Ketua Umum DPP MAUNG, Hadysa Prana, melalui pernyataan resmi yang disampaikan kepada media pada Senin (2/3/2026), menyatakan bahwa pihaknya sangat prihatin dengan perkembangan kasus ini. Menurutnya, kabar pelarian tersebut menunjukkan bahwa masih ada celah dalam penegakan hukum terhadap praktik PETI yang telah lama meresahkan masyarakat dan merusak lingkungan di Kalimantan Barat, khususnya di Kapuas Hulu.
"Sebagai 'Penjaga Keadilan Rakyat', kami mendesak Bareskrim Mabes Polri untuk tidak berhenti dalam upaya mengusut kasus ini hingga tuntas. Meskipun tersangka dikabarkan melarikan diri, harus ada upaya maksimal untuk melacak dan menangkapnya agar dapat diadili sesuai dengan hukum yang berlaku," ujar Hady.
Hady juga menekankan bahwa praktik PETI tidak hanya merugikan negara dari sisi ekonomi, tetapi juga menyebabkan kerusakan lingkungan yang parah, seperti pencemaran sungai dan kerusakan hutan, yang berdampak langsung pada kehidupan masyarakat sekitar. Selain itu, adanya dugaan keterlibatan dalam TPPU menunjukkan bahwa praktik ini juga terkait dengan jaringan kejahatan yang lebih besar.
"Sebagai 'Pengawas Tegas Penegak Hukum' dan 'Pembela Lingkungan dan Hak Masyarakat', kami berharap aparat penegak hukum dapat bekerja secara profesional, transparan, dan tanpa pandang bulu dalam menangani kasus ini. Jangan sampai ada pihak-pihak yang dilindungi atau ditutupi, sehingga keadilan dapat terwujud," tambahnya.
MAUNG juga mengajak masyarakat Kapuas Hulu dan seluruh elemen masyarakat Kalimantan Barat untuk ikut serta mengawasi perkembangan kasus ini dan memberikan dukungan kepada aparat penegak hukum dalam upaya memberantas praktik PETI dan kejahatan terkait lainnya.

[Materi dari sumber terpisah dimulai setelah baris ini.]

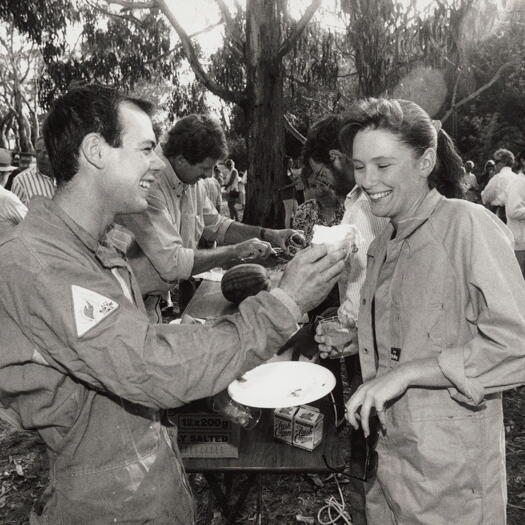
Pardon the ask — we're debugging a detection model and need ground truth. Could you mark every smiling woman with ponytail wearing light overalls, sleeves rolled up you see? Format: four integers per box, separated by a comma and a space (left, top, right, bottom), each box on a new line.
317, 99, 525, 525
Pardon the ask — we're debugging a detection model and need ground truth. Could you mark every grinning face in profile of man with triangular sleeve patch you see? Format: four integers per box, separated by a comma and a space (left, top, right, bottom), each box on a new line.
103, 102, 164, 213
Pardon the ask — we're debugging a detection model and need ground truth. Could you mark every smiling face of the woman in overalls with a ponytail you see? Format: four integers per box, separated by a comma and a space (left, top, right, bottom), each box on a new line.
352, 128, 435, 225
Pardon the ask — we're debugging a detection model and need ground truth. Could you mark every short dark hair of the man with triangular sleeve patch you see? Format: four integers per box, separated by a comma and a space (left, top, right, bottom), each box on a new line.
44, 84, 154, 185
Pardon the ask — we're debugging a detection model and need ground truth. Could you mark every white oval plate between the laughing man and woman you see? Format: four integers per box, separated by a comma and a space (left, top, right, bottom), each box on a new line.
228, 361, 335, 408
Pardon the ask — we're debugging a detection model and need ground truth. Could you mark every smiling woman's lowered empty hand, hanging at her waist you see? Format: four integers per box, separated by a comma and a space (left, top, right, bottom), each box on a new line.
346, 366, 409, 437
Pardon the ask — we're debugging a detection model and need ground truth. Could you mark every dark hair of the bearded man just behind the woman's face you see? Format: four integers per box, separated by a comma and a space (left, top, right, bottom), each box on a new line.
303, 115, 343, 166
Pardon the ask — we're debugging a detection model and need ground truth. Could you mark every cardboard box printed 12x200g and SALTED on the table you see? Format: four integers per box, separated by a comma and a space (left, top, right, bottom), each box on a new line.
176, 412, 241, 458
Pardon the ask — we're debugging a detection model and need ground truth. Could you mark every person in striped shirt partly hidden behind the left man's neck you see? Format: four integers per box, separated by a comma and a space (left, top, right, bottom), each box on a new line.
11, 137, 56, 206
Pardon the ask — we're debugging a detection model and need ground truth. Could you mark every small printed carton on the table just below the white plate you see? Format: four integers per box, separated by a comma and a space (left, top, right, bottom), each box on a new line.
273, 405, 324, 450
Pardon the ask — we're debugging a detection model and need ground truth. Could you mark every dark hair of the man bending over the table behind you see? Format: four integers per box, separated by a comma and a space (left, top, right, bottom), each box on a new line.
162, 115, 228, 165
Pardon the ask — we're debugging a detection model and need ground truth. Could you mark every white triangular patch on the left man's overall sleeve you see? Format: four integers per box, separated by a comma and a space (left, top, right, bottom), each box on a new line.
71, 284, 118, 337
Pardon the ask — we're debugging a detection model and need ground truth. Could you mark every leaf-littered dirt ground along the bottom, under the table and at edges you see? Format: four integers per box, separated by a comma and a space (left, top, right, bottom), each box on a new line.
0, 388, 525, 525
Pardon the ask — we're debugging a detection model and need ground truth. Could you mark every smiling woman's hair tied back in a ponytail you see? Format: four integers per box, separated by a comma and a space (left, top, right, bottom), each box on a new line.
339, 98, 464, 197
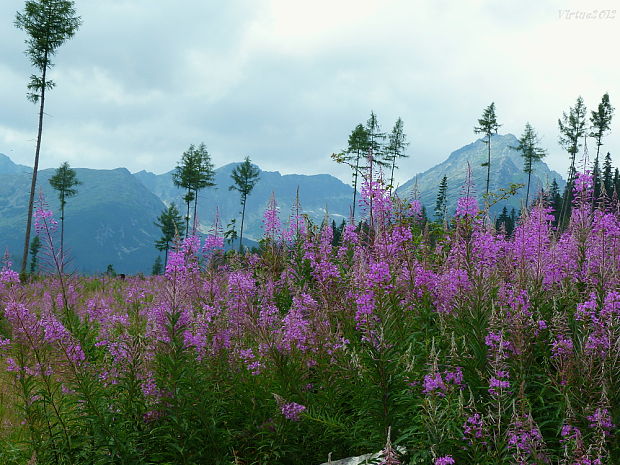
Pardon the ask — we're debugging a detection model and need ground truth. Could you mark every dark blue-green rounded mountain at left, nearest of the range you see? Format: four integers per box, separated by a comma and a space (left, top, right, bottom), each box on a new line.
0, 168, 165, 273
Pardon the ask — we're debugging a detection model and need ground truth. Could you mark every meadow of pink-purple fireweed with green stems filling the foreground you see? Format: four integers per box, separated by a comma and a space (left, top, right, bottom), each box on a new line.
0, 174, 620, 465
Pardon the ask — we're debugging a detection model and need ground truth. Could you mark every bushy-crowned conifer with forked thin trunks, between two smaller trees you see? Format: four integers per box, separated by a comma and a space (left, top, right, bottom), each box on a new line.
172, 143, 215, 237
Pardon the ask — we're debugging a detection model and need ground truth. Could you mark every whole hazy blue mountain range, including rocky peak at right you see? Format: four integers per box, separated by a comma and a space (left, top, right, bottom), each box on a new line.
0, 134, 564, 274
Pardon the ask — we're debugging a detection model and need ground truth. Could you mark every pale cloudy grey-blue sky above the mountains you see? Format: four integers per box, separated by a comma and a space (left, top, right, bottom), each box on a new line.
0, 0, 620, 188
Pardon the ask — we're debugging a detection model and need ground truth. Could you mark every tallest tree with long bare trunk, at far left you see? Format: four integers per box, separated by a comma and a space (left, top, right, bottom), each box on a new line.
15, 0, 81, 274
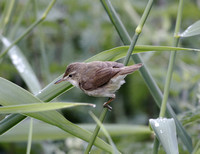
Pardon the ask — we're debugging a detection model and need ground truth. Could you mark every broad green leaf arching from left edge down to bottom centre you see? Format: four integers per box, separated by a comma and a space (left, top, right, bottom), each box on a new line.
0, 77, 111, 151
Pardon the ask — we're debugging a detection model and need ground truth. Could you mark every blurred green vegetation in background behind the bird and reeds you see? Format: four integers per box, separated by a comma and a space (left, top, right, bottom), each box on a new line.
0, 0, 200, 153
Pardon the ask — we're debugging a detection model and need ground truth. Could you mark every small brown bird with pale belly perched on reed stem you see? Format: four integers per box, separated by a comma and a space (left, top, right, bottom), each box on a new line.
55, 61, 143, 110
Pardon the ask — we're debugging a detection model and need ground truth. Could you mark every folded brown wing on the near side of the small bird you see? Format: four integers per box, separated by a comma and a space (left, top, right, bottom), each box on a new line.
81, 67, 120, 90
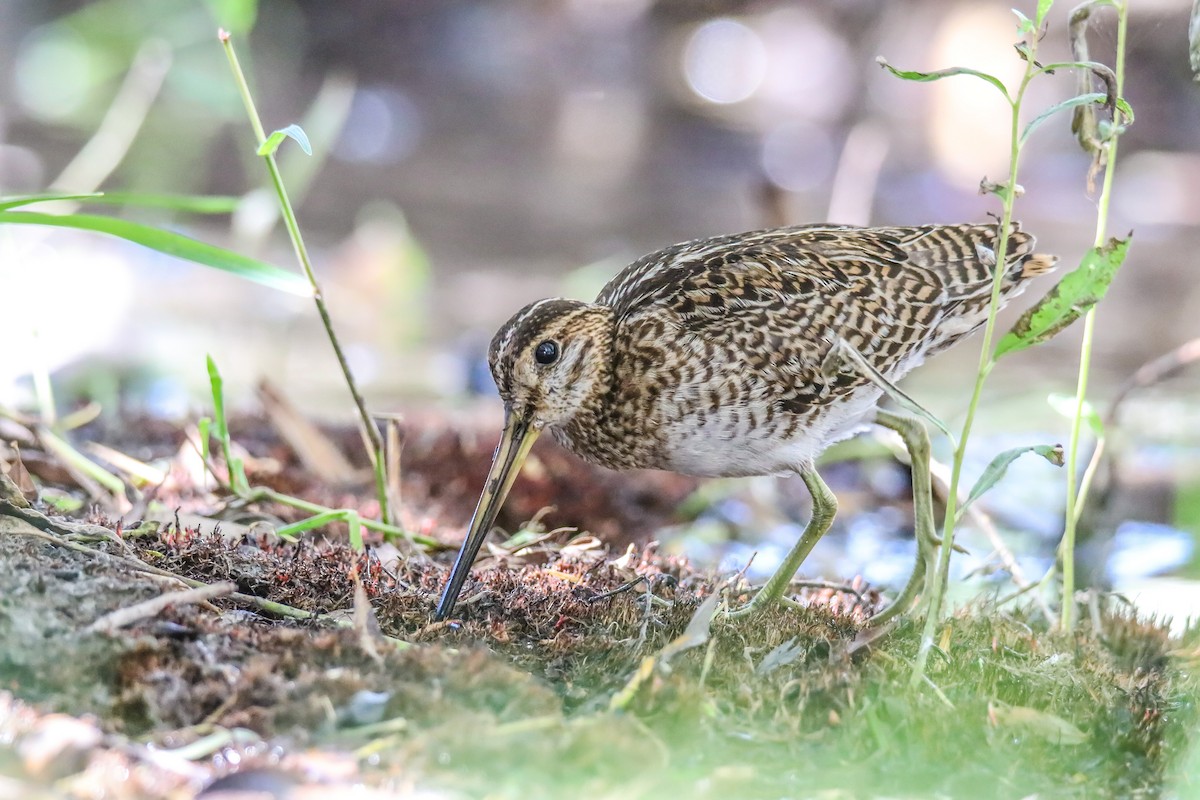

"Kami akan terus mengawasi perkembangan kasus ini dan akan melakukan langkah-langkah yang diperlukan jika diperlukan, demi memastikan bahwa keadilan dapat terwujud dan praktik PETI dapat diberantas sepenuhnya," tutup Hady.
Sementara itu, hingga saat ini, kebenaran kabar pelarian bos besar PETI tersebut masih menunggu hasil investigasi lebih lanjut dari pihak berwenang.